Not only Beijing, but many other countries, such as India, Vietnam, Indonesia, the U.S., Japan, and the UK, face air pollution challenges. However, some of these countries, such as India, and the UK, are also among the biggest emitters of greenhouse gases. Therefore, we cannot say that air pollution is just a Chinese problem.
Efforts to reduce air pollution sources may include using cleaner coal and replacing older and more polluting cars and industrial equipment with new ones that meet emission standards. The largest emissions of carbon dioxide from China, the U.S., India, and the UK come from the combustion of coal in the coal-burning power plants. These countries have already taken many steps to reduce this pollution and they have invested in cleaner coal generation plants and advanced air pollution control technology. However, these countries are also under pressure to cut emissions from other sources, and therefore, are also focusing on coal-fired power generation.
Improvement of the air pollution control system in the four major countries should require coordination and cooperation between government and industry to make air pollution control improvements, taking into consideration the national priorities.
This means that there is a need for a serious review of and better guidelines for emissions of carbon dioxide and other air pollutants as well as the combined effects of those emissions on human health.
Decarbonisation by power generation, with a range of sources that can provide reliable energy, is an important aspect of sustainable development, particularly in developing countries that lack the technical, economic, political, and institutional capacity to expand wind and solar power.
Other important aspects of sustainable development include environmental and ecological restoration, enhancement of biodiversity, preservation of ecosystems and wilderness areas, and minimizing the destruction of natural habitats.

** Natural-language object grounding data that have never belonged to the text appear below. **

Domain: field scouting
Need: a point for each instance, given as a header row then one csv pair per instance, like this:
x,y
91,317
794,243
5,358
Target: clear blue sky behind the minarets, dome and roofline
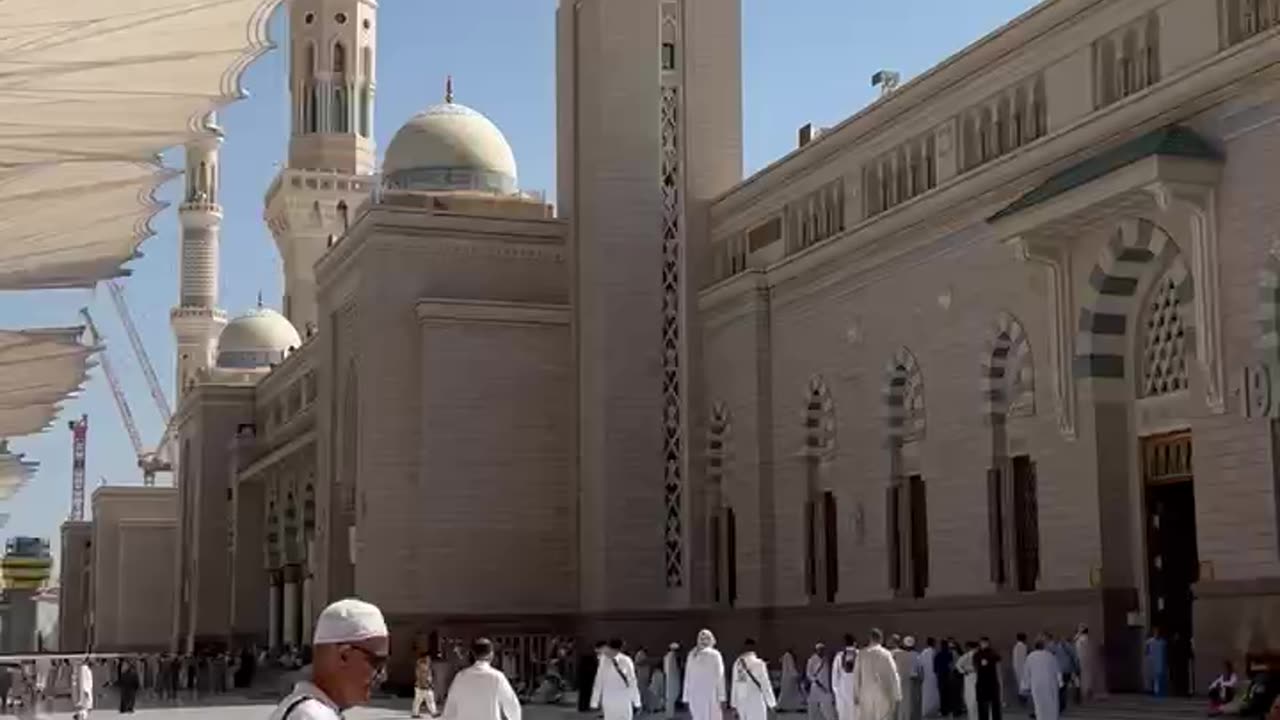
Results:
x,y
804,61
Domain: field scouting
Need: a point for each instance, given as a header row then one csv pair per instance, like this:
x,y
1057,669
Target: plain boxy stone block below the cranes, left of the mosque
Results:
x,y
131,580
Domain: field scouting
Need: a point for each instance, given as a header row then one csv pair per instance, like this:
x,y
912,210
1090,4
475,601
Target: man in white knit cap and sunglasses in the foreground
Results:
x,y
349,657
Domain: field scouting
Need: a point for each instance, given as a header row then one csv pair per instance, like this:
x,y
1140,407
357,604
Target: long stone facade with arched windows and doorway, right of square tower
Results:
x,y
1012,291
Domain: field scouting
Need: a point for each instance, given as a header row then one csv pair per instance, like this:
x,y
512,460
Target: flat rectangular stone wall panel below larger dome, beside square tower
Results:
x,y
493,508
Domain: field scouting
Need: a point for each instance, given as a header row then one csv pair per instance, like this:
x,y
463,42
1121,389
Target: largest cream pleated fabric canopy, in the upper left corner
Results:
x,y
92,92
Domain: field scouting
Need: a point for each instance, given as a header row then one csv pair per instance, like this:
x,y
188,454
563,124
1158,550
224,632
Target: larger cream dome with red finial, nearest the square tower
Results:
x,y
450,148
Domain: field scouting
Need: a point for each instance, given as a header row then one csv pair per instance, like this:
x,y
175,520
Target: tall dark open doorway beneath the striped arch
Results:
x,y
1173,560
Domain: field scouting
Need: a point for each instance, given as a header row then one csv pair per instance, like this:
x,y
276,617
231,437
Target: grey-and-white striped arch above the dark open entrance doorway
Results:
x,y
1137,248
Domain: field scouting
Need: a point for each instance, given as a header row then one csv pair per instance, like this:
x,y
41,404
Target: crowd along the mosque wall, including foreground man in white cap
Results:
x,y
883,678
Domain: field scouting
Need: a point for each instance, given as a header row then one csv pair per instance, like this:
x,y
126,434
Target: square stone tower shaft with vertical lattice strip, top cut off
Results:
x,y
664,76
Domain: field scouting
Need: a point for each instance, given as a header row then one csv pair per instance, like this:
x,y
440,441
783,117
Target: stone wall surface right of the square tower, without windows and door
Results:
x,y
932,276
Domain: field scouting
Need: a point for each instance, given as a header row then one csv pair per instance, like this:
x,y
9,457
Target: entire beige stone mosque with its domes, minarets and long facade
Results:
x,y
995,354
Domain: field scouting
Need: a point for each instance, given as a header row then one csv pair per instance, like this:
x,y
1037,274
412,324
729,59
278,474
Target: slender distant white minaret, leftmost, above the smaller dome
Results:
x,y
198,321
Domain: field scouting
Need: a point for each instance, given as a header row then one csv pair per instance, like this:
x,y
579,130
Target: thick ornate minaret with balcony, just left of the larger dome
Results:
x,y
330,174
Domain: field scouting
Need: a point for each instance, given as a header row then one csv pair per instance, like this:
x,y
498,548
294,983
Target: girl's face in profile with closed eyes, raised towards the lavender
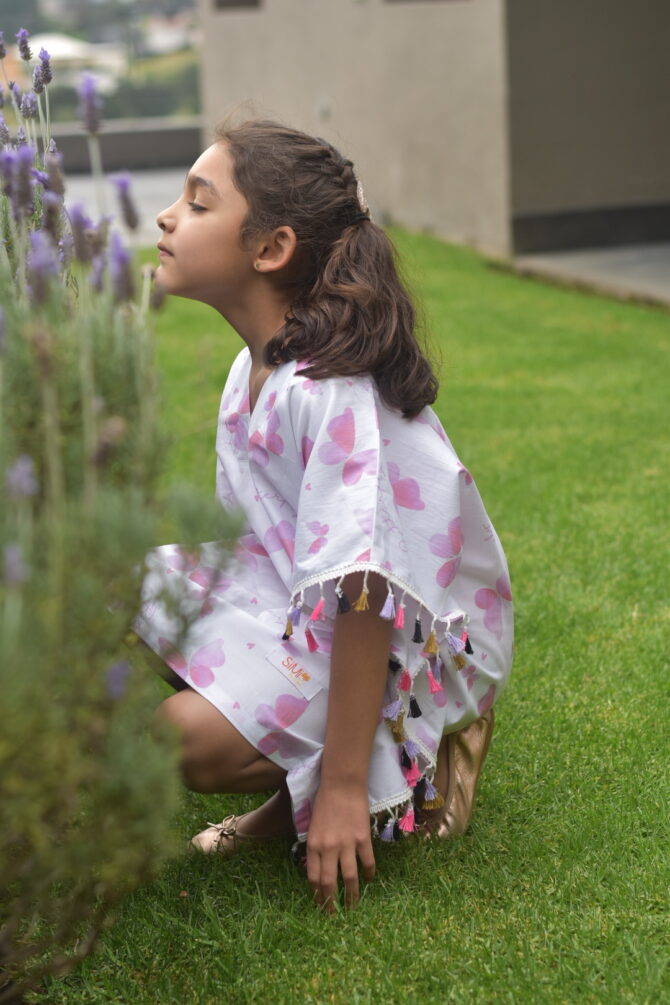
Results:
x,y
200,252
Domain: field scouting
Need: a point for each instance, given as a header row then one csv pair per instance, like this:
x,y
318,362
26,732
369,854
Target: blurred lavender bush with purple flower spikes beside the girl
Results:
x,y
87,789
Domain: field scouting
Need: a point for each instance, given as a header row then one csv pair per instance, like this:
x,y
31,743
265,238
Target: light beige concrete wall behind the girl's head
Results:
x,y
415,93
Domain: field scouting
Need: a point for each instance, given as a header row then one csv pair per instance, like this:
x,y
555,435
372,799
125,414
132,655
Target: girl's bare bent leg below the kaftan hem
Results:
x,y
216,758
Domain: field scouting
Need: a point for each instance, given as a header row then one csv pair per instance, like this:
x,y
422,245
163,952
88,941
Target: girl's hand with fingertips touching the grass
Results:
x,y
339,833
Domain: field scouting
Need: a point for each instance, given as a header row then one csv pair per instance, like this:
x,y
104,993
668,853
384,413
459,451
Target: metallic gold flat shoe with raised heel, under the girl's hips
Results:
x,y
467,752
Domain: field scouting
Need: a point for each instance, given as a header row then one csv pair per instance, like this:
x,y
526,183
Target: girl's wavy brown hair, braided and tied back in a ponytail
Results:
x,y
350,313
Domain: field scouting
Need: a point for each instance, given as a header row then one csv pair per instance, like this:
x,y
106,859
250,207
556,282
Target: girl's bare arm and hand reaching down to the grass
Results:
x,y
340,829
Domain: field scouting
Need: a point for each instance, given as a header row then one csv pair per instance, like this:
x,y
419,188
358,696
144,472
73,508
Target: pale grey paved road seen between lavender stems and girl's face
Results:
x,y
153,191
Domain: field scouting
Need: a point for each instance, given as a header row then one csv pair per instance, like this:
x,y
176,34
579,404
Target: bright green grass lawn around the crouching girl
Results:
x,y
558,404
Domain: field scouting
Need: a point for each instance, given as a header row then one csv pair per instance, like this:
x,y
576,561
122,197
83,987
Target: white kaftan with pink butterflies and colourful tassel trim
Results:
x,y
331,482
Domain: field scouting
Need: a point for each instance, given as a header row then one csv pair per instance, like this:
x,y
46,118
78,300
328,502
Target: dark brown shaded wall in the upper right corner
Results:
x,y
590,107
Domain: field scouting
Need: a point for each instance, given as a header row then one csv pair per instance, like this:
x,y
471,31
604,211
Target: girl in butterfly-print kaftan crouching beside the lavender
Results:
x,y
351,658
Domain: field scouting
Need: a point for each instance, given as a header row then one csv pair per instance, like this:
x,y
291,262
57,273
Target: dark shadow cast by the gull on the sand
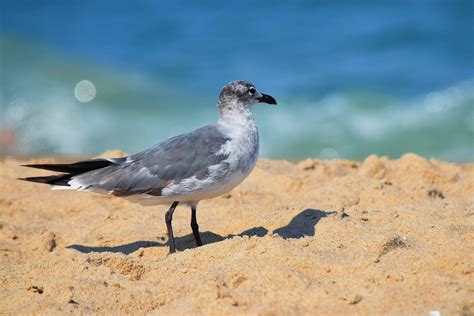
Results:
x,y
300,226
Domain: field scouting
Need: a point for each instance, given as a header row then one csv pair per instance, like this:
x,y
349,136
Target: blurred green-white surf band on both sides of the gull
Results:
x,y
40,114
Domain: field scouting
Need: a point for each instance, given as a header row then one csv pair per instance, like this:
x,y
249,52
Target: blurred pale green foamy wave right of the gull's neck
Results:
x,y
354,125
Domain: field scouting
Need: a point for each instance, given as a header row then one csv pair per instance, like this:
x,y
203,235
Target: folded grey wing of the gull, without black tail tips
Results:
x,y
152,170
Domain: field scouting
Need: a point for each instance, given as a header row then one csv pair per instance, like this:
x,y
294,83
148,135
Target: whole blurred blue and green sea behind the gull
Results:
x,y
352,78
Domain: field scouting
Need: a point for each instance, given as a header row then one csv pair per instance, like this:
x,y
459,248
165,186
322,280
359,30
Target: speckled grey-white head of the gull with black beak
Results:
x,y
242,94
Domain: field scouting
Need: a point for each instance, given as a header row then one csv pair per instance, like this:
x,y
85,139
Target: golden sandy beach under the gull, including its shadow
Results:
x,y
313,237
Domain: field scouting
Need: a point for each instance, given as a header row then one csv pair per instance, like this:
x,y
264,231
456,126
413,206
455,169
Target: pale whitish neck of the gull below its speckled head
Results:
x,y
237,120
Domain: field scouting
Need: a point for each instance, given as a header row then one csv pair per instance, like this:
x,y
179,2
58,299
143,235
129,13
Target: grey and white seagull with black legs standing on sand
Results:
x,y
186,169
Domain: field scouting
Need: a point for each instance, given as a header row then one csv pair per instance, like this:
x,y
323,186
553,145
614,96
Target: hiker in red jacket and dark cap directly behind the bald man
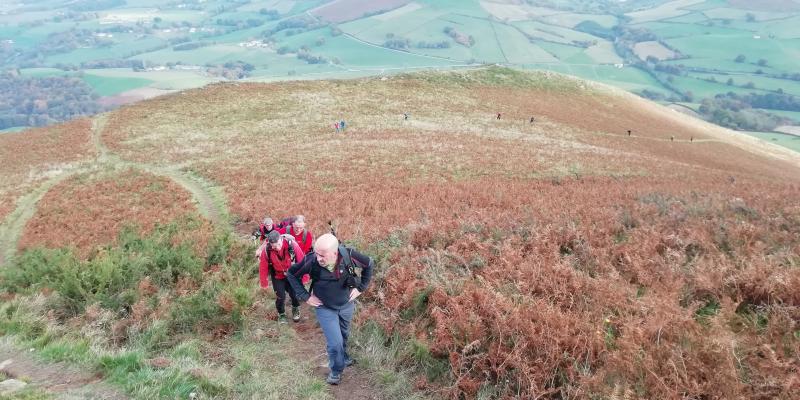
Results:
x,y
275,256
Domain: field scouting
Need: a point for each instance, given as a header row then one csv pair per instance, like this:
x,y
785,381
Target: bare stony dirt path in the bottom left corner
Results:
x,y
61,380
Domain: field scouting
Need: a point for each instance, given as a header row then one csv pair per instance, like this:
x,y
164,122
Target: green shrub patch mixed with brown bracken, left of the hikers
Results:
x,y
155,285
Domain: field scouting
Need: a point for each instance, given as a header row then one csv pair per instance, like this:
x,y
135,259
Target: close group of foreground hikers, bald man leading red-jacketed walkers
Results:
x,y
320,272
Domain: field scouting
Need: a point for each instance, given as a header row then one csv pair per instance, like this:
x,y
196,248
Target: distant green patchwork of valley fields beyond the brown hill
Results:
x,y
686,51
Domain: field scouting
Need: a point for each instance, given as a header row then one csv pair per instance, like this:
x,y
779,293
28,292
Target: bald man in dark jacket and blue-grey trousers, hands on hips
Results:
x,y
334,288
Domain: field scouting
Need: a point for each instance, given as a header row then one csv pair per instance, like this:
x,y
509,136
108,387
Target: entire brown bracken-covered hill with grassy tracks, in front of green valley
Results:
x,y
610,247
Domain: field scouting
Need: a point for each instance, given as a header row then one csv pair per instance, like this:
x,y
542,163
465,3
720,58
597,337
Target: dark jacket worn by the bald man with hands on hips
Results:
x,y
329,288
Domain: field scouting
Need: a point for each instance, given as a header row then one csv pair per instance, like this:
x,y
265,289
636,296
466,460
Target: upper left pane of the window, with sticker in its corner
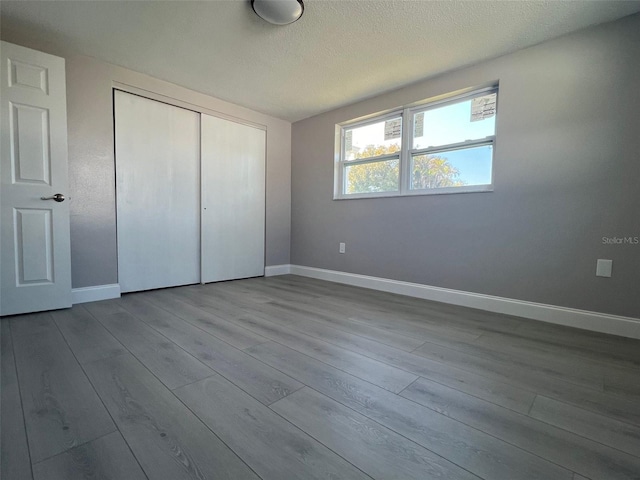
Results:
x,y
371,140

In a globally interdependent world, many sustainable development efforts touch on the environment, social justice, and the empowerment of women.
Sustainable development is often associated with a vision of world poverty reduction.
Often, within this vision, there is an underlying goal of a world without poverty or an 'ecological civilization', both of which are referred to as sustainable development by the founders of the concept.
This development can be by designing business models, standards, laws, and policies for a healthy economy, sustainable environment, and healthy populations.
These sustainable development goals often serve as overarching goals for governments or international bodies with goals and initiatives for sustainable development.
The UN Sustainable Development Goals seek to achieve a set of standards that would lead to a better life for everyone on Earth by 2030.
Through these goals, the UN has set up a system of international reporting, making this a global process.
However, each country has the ability to decide whether or not they wish to adhere to these goals.
Overall, it can be seen that the goals are to help decrease poverty, hunger, illiteracy, disease, and many other global issues.
What do you really think about pollution and what would you do to change it?